SB 673, authored by Senator Mike Morrell (R-Rancho Cucamonga), would have required permission slips filled out by parents to allow children to go to sex ed classes up through the sixth grade.
Supporters of the bill demanded choice on how sex would be brought up to children, concern with how some aspects of sex and sexually transmitted diseases were presented, and wanted more parental review on sex ed being taught in classrooms. Many supporters, including parents and religious leaders, also demonstrated outside the Capitol Building Wednesday morning before the vote.
“Over the last two years, I’ve heard from parents all over our state who have voiced concerns about the content of the new sex education curriculum,” stated Senator Morrell before the vote. “They’ve shared with me their view that much of what’s available for young students is unsuitable and indecent.”
After nearly a year of SB 673 being bounced around vote dates, committee meetings, and other delays, the committee finally voted 5 to 2 against the bill, voting strictly on party lines.
“My friends across the aisle voted it all down,” said Senator Morrell after the vote. “Apparently they want to cut parents out of the loop. They say it is unnecessary to post everything. Kind of amazing to me.”

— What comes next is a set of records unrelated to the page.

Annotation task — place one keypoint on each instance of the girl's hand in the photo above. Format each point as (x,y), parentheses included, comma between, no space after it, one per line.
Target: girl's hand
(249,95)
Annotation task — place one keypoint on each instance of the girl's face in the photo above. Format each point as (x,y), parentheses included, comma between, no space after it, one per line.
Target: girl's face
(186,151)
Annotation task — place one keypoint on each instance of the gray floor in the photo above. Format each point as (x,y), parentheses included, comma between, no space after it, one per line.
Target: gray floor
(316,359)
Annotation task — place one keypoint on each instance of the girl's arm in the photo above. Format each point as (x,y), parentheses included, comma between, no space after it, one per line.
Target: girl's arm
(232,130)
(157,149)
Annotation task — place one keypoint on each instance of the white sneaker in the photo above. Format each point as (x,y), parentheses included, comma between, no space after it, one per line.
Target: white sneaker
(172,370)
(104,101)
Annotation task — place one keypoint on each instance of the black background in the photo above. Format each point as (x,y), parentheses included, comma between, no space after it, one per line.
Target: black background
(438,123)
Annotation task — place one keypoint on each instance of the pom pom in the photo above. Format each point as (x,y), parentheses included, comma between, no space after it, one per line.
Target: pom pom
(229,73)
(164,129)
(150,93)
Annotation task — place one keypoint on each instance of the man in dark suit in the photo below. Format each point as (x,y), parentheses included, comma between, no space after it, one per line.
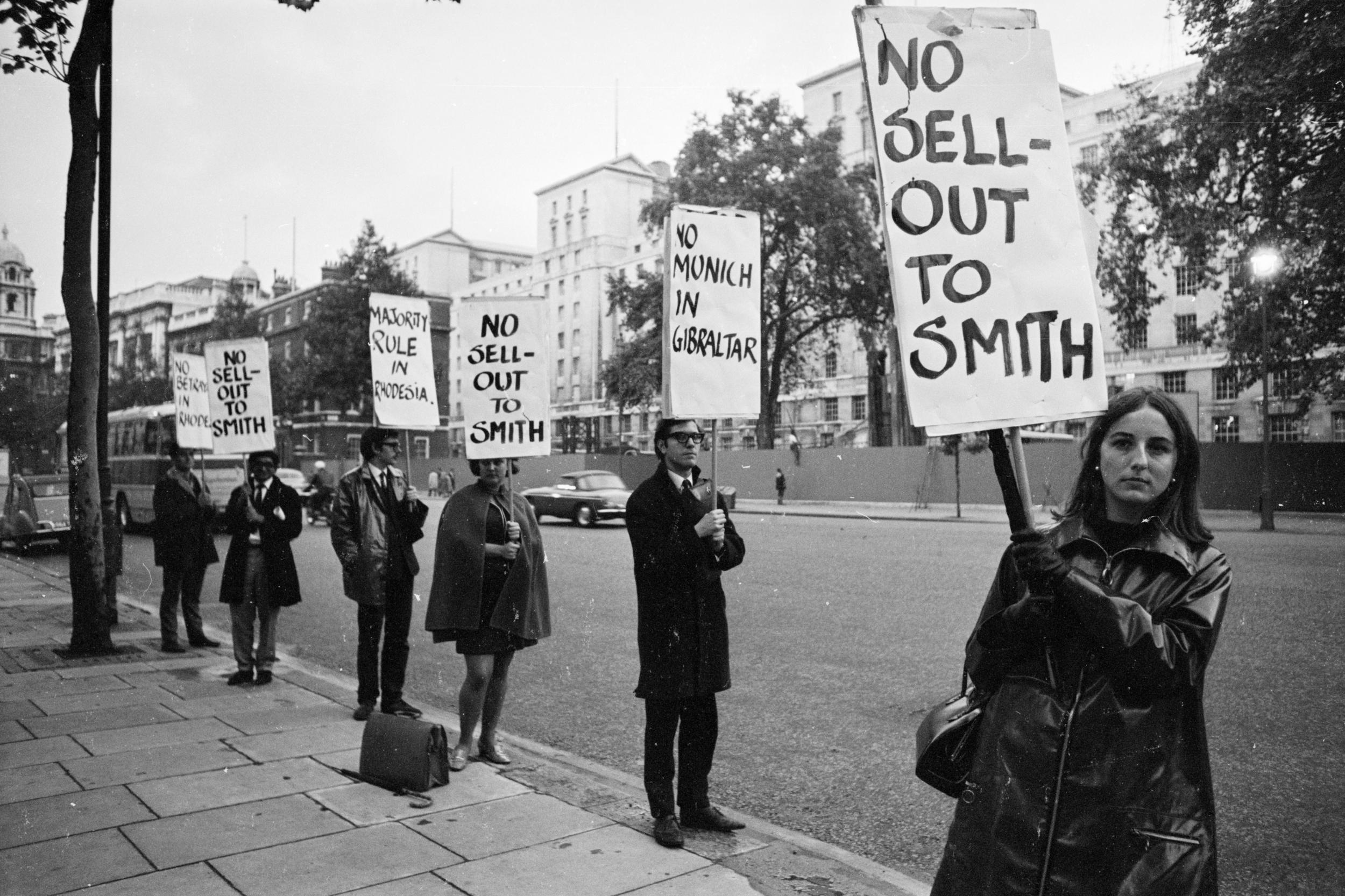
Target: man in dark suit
(679,551)
(264,516)
(183,546)
(376,520)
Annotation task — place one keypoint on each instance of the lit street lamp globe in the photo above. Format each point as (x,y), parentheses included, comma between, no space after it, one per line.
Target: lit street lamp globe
(1266,263)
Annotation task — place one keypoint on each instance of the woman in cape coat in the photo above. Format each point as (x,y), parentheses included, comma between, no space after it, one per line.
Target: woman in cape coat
(489,595)
(1091,770)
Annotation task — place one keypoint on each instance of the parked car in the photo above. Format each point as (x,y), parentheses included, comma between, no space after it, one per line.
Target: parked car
(585,497)
(36,509)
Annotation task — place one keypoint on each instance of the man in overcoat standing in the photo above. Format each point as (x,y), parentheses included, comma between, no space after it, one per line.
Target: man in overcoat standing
(681,548)
(183,546)
(264,516)
(376,520)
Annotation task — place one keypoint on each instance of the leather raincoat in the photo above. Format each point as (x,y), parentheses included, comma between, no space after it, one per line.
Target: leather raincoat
(359,532)
(1091,773)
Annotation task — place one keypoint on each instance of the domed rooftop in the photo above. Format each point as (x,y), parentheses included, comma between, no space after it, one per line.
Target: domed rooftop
(245,272)
(10,252)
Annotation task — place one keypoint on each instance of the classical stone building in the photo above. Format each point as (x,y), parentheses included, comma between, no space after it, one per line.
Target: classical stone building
(26,347)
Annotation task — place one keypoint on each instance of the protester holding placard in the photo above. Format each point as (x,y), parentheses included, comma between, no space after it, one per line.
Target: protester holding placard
(376,520)
(681,549)
(489,595)
(183,546)
(264,516)
(1091,770)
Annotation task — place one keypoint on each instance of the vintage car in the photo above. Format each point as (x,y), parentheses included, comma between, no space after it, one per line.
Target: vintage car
(36,509)
(584,497)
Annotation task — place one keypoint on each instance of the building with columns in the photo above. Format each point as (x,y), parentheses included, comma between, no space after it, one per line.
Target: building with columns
(26,346)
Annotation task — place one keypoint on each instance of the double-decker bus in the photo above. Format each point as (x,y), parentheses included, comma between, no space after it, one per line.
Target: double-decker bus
(138,447)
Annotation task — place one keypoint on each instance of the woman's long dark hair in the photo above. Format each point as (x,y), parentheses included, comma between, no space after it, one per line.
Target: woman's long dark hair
(1179,506)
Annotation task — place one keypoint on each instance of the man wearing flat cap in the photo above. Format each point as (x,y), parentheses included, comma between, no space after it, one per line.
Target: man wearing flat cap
(264,516)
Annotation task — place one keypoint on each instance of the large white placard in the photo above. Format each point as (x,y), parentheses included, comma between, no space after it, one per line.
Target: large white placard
(506,392)
(238,377)
(993,293)
(712,312)
(192,399)
(402,362)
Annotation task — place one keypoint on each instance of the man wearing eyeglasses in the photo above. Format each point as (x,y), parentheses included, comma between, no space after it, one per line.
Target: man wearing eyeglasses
(681,548)
(376,520)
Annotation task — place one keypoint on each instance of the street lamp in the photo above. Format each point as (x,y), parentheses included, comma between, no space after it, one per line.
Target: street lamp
(1265,264)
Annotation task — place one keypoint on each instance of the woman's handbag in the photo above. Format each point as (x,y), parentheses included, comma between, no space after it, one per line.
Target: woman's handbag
(947,741)
(404,752)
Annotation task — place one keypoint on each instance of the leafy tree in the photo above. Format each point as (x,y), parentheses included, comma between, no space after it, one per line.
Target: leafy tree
(821,248)
(338,371)
(1252,155)
(233,315)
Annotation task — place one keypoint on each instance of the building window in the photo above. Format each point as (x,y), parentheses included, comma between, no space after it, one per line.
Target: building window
(1188,334)
(1226,428)
(1138,336)
(1188,279)
(1279,385)
(1285,428)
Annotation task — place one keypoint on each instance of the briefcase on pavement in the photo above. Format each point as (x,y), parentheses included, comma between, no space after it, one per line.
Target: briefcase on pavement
(404,752)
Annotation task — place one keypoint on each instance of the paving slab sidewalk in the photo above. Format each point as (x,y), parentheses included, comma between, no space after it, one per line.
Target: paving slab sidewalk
(144,774)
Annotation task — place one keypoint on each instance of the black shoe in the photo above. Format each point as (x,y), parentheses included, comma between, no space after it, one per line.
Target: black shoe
(401,708)
(668,833)
(709,819)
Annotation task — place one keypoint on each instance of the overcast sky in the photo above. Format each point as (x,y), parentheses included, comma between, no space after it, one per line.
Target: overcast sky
(362,109)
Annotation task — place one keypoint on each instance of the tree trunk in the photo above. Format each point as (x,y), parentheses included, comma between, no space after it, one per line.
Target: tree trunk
(90,622)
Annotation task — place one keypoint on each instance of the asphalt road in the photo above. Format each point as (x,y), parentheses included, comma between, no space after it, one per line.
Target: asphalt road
(843,634)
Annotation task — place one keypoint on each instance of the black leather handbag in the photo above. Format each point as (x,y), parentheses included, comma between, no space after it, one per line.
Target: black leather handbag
(407,754)
(946,741)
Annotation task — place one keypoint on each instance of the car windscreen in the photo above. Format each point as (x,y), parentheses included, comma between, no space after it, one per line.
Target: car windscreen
(593,483)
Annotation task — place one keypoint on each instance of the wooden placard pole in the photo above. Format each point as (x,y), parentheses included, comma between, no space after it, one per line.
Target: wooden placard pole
(714,463)
(1020,471)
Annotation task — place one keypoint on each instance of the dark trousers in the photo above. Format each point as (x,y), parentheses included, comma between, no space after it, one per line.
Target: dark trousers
(182,583)
(393,624)
(696,724)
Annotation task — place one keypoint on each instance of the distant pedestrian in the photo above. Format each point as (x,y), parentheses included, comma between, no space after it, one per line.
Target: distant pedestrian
(1091,770)
(489,595)
(264,516)
(183,546)
(376,520)
(681,549)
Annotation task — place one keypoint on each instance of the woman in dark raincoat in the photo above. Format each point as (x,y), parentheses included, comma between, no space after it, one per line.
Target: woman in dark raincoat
(489,595)
(1091,773)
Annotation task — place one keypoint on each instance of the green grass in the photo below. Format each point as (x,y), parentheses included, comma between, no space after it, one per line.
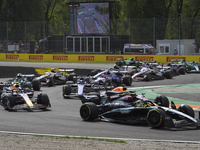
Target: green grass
(82,138)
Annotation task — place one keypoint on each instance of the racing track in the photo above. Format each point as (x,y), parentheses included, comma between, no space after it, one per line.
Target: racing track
(64,119)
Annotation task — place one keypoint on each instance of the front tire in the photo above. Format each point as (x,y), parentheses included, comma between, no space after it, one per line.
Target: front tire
(156,118)
(162,100)
(66,90)
(186,109)
(36,85)
(89,111)
(51,82)
(127,80)
(43,99)
(182,70)
(168,75)
(8,102)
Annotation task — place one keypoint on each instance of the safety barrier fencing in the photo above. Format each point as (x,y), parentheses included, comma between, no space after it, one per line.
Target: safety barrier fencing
(91,58)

A source in the Capitol Building, ‘Dana’, noted that many supporters did not take the news of the defeat lightly.
“There were a lot of emails and calls coming in to different staffs after that,” explained Dana. “For people who say they want the best for their children they sure do swear loudly.”
Many health officials, women’s groups, educator groups, and teacher unions supported the decision, saying that early basic sexual education is a crucial base for future education on the subject, that sex education has lowered STD and teenage pregnancy rates, and note that parents can still opt-out their kids if they so choose. It should be noted however that despite an over declination of STD rates over several decades, STD cases have recently spiked in California and have seen their highest rates in the state in thirty years.
“We believe that school districts should have the flexibility to provide instruction appropriate for their students, and that the current law provides parents the opportunity to opt out of sexual health instruction should they choose to do so,” stated a representative for the California Federation of Teachers, a state teachers union.
Despite the defeat on Wednesday, Senator Morrell has vowed to bring similar legislation in coming sessions with the intent of “giving parents more control over how their children are taught about sex education” in California public schools.